MT: Can you describe the moment when you got that call?
JB: Well…you know…I called them. I made some calls. I was always in touch with Donnie (Walsh) while I was away telling him I was going to come back. I got cold feet and I stopped. I stopped before training camp. I waited two more months. Trained some more and just got my mind right.
MT: Were you really excited?
JB: No, not really. It was more of a moment in concentration. Ok…my goal was accomplished…all that. There was a lot of hard work. I wanted to prove every critic wrong that I could.
MT: Now that you are here and thinking more about the present as well as the future, what do you plan to do after basketball?
JB: All the stuff I was doing when I wasn’t playing basketball. I will be doing that the rest of my life. Charity stuff. Working on my nonprofit. Low income housing. Getting youth to understand where they are and where they need to be.
MT: Can you be more specific? People need to know this.
JB: Yes, I have the Jonathan Bender Foundation
in New Orleans. Right after Hurricane Katrina, we rebuilt some school libraries. Put a lot of families in homes. Developed some properties. I’m looking to get back to that.
MT: You ever think of being a coach, GM or broadcaster?
JB: I haven’t really thought about it but possibly. I don’t think I would be a good broadcaster. I don’t know about that one. (We laugh) Probably a GM or something.
OK, this is it. Each game, I want to interview a fan as well as ask athletes reader questions. It all depends on the moment and while I’m not sure how this will develop, I want to make this happen because of the fan/athlete/organization disconnect that’s growing wider and wider still. If you see me at a game, get my attention and you could be the one. I got the side eye look for some sistas from Philly, so I hit the first person I saw and he was gracious enough to do this…Army SSG David Darois, who attended the game with his buddy, Robert Badua.
MT: Sup tough guy? What brings you here?
David Darois: I’ve been a Knicks fan since I was ten. I’m 30 years old. I moved to Pennsylvania when I was 13 and ended up playing in Madison Square Garden. When Patrick Ewing was traded, I stopped watching it because they weren’t any good.

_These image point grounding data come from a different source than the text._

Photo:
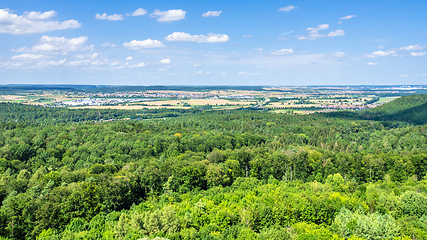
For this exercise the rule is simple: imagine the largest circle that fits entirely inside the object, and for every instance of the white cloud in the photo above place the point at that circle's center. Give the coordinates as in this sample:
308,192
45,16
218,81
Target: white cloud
148,43
381,54
59,45
114,17
314,32
139,65
32,22
168,16
338,32
248,74
40,16
412,48
339,54
211,14
108,45
27,56
210,38
139,12
283,52
418,54
347,17
165,61
287,9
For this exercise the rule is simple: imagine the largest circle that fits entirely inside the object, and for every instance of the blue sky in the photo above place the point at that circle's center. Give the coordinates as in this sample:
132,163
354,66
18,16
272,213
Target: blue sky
282,43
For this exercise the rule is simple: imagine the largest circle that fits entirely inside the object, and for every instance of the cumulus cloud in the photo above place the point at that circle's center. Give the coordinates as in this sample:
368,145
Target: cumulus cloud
381,54
58,45
108,44
339,54
139,12
248,74
211,14
32,22
168,16
418,54
27,56
338,32
283,52
347,17
148,43
314,32
139,65
209,38
412,48
114,17
165,61
287,9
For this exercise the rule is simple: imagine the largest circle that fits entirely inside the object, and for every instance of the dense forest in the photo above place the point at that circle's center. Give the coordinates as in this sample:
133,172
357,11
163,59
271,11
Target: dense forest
194,174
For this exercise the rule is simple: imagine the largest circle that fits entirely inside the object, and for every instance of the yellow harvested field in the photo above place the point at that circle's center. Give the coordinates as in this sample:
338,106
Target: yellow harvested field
131,107
218,102
12,97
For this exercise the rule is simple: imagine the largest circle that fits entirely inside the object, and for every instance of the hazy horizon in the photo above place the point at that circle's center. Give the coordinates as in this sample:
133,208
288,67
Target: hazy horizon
220,43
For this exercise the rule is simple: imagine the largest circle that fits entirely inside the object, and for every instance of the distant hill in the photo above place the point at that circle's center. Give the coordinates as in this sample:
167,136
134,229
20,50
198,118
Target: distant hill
411,109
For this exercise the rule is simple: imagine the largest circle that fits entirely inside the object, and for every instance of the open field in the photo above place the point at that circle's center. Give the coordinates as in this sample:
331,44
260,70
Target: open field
386,99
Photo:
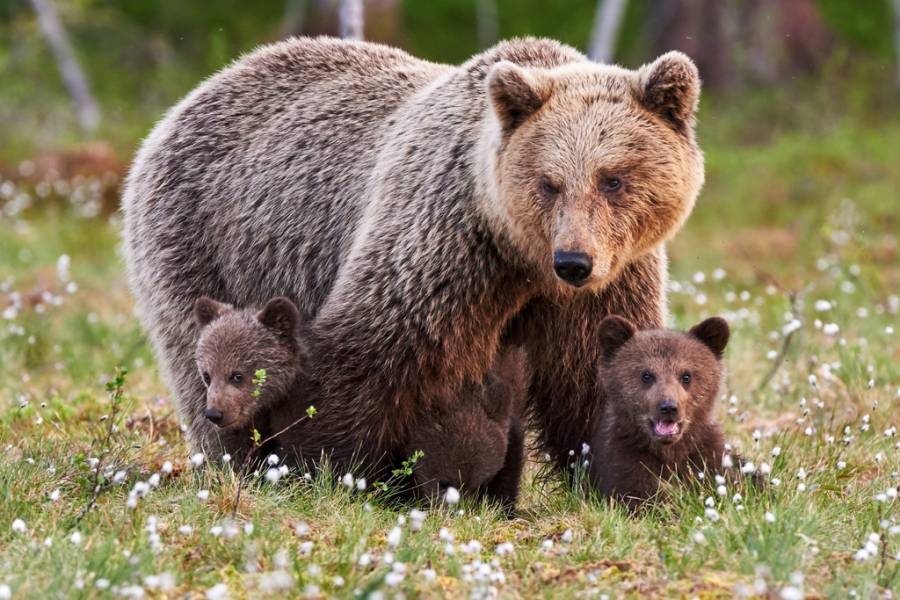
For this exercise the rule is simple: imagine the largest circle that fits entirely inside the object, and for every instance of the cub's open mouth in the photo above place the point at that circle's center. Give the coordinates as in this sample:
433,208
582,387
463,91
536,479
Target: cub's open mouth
666,431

MT: So what happened. What brings you here tonight if you don’t follow the sport as closely.
DD: I got free tickets. I’m in the military. I’m hoping next year we get LeBron, Bosh and whoever else.
MT: Do you like the way the sport is evolving? Wait…man you have Giants gear on and everything…you do know this is Philly right (we laugh)?

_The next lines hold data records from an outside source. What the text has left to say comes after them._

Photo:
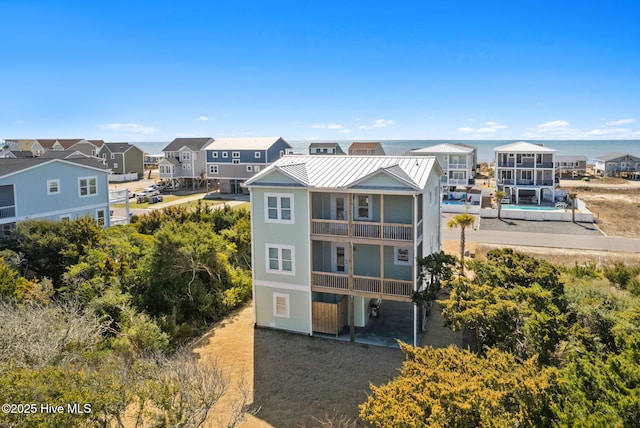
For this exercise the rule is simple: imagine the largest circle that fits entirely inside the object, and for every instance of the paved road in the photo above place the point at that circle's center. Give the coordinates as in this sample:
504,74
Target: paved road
582,242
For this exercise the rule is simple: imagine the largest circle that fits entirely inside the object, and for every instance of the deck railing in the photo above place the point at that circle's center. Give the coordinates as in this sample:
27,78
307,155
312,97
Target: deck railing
363,284
361,229
8,211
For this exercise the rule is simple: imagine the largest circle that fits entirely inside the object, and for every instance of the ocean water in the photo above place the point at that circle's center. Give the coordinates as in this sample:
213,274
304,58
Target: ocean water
592,149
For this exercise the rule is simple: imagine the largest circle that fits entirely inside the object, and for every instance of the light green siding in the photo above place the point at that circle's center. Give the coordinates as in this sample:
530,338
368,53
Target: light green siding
299,317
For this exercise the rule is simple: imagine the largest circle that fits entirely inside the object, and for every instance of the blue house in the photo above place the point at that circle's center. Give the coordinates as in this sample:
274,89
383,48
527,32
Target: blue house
232,161
55,189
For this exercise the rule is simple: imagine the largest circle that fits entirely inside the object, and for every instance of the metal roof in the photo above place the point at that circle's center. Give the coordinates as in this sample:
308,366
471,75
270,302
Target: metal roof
443,148
244,143
523,147
341,172
193,144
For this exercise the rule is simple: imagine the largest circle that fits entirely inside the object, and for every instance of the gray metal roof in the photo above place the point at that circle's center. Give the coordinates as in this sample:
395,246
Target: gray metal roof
244,143
193,144
10,166
335,172
523,147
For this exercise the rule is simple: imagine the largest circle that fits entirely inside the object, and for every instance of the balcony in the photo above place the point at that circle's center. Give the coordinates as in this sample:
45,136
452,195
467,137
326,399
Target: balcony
366,230
362,285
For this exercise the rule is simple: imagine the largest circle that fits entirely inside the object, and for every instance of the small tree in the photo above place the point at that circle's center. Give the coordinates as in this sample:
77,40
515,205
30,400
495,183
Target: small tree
499,197
463,221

DD: I’m a one minded person. I will always love New York. Knicks, Rangers, Mets, Giants. Football is always the biggest sport of them all. Baseball is second and then hockey and basketball. The Knicks can move up though if they start winning. I’ve been alive since 1979. I saw the Mets win in 1986…I’ve seen three Giants championships. I’ve seen one Rangers cup (yeah that one). I will not give up on any of my teams and I always support them. If they’re winning, yeah I’m gonna watch them more. I haven’t watched the Knicks live since they gave up Ewing. He is my favorite New York Knick. My second was Mark Jackson.
MT(As I look over to Donnie Walsh who is sitting on the bench): Did you watch 30 for 30 on ESPN last night?
DD: Nah, I missed it.
MT: As a Knick fan, you have check that out. It’s called Winning Time: Reggie Miller vs. The New York Knicks.
DD: I love Reggie Miller the player, but I hate him as a Knicks killer.
MT: What do you remember vividly about Reggie?
DD: (You should see the look on his face. Mean, face all mashed up) I remember that 8 second spa he had in the playoffs. I was a teenager.
MT: Did you think the game was over?
DD: Oh yeah! I never thought a game was over until it was over after that. I like David Lee because he has my first name. I was mad they got rid of Nate Robinson. Hopefully he wins in Boston. He is good. I know we’re clearing space for LeBron and Bosh. I like D’Antoni as well.
It was also a night former Sixers dancers were back so they could perform on the Wachovia Center floor one more time. It was great to see the happiness on the ladies faces before and after a great halftime show. It was the 1999-2008 Sixers Dancers Alumni time to shine and one sentiment I noticed was most of the ladies missed so much what they loved to do and there was a little sadness when it was all over.